Pittoresque, capable d'attirer aussi facilement qu'il peut repousser The Penguin est donc un monstre dans toute sa splendeur : excessif, pathétique, retors, sadique, enfantin... Sa ventripotence dissimule une richesse plastique et merveilleuse, quasiment féerique. Son caractère est irréductible, toujours entre deux états, bien qu'il soit très souvent monstre et très rarement homme. A peine une identité, qu'il clamera fièrement sous les feux blêmes des projecteurs, comme pour se rassurer : « J'ai un nom, moi : Oswald Cobblepot. ». Oswald est ce qui motive The Penguin, c'est sa gloire et sa puissance : c'est justement parce qu'il n'a jamais vraiment été cet Oswald que la dimension pathétique de son personnage prend une ampleur considérable à la fin du film. Après avoir mon(s)tré son identité au Tout-Gotham il se retire une dernière fois dans les égouts, faisant de sa mort un spectacle, sous l'oeil bienveillant de ses bébés. Attraction-répulsion : ou ce qui restera d'Oswald...
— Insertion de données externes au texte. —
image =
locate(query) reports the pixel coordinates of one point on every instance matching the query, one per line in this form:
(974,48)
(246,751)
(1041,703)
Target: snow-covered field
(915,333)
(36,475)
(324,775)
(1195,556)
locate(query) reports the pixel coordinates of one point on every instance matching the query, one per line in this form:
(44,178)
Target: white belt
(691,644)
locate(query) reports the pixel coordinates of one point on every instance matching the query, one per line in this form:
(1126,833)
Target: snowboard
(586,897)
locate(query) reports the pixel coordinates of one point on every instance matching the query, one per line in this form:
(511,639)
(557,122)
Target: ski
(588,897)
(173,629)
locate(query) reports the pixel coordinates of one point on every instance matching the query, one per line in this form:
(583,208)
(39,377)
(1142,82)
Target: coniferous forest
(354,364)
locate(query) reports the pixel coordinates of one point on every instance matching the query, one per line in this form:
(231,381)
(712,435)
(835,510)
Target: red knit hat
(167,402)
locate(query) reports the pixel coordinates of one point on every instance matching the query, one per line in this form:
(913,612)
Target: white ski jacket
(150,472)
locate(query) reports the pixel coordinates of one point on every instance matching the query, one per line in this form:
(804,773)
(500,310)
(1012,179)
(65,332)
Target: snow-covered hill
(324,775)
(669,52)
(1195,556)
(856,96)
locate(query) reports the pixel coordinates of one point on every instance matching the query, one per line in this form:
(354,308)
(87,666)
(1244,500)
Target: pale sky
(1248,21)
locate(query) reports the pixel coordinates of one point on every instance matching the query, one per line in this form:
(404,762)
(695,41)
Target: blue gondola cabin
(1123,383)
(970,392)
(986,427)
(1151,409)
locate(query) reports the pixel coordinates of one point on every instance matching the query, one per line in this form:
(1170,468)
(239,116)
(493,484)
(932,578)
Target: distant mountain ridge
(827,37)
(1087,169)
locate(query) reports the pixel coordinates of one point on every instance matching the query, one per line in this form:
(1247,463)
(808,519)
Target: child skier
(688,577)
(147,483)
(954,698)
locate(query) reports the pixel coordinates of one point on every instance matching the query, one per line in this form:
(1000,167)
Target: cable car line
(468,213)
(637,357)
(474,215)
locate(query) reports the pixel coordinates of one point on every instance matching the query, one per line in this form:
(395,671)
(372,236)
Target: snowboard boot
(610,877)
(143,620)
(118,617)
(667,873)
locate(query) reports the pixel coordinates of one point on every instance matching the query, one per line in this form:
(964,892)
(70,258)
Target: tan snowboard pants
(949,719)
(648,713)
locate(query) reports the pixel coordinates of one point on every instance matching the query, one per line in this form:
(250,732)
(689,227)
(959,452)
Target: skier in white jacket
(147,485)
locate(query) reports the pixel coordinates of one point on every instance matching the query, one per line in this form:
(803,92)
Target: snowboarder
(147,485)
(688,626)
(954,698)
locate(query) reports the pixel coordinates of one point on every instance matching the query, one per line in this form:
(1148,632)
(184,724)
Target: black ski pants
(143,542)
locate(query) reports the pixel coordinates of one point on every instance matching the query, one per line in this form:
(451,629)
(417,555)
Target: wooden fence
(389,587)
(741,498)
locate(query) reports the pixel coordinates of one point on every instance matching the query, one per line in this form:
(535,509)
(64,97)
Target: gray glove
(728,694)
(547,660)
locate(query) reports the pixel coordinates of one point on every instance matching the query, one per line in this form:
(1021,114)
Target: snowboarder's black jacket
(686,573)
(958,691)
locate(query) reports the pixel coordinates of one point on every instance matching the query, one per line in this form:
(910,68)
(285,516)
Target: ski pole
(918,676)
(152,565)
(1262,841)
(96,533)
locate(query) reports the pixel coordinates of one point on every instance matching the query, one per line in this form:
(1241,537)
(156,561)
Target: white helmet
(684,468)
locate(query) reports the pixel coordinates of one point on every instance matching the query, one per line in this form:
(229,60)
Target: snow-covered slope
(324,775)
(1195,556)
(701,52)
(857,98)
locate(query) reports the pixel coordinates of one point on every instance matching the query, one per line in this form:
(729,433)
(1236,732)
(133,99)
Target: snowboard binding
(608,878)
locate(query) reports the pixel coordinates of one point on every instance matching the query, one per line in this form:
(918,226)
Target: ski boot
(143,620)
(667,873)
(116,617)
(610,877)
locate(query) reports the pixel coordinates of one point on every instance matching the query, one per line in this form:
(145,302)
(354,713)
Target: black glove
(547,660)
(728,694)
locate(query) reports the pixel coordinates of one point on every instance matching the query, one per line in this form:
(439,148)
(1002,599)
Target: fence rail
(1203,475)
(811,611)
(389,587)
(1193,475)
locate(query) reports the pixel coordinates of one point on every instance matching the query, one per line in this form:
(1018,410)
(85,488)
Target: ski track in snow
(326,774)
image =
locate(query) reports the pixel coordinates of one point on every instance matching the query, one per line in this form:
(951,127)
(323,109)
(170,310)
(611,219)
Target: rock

Max Shreck ou le vampire pompe-à-freaks.


Personnage jubilatoire qui couve sa monstruosité sous les traits d'un homme d'affaires paternaliste, Max Shreck selon Burton est un monstre-médiateur, passerelle incertaine entre les autres violons du quatuor. C'est davantage un être humain monstrueux qu'un monstre doué d'humanité, qui fabriquera le charisme de The Penguin avant d'assassiner sa secrétaire Selina ( qu'il changera en Catwoman ). Manipulateur au fort potentiel sarcastique, accordant les pots-de-vin avec un flegme incomparable Max Shreck se sert, à l'instar de The Penguin, de ses semblables pour parvenir à ses fins. Ses intentions restent troubles, perfides, puisqu'il s'agit également d'un homme de spectacle, aspirant à paraître philanthrope aux yeux des citoyens naïfs de Gotham City, alors qu'il n'est rien de moins qu'un « insupportable salopard » ( selon les propos d'un autre personnage du film).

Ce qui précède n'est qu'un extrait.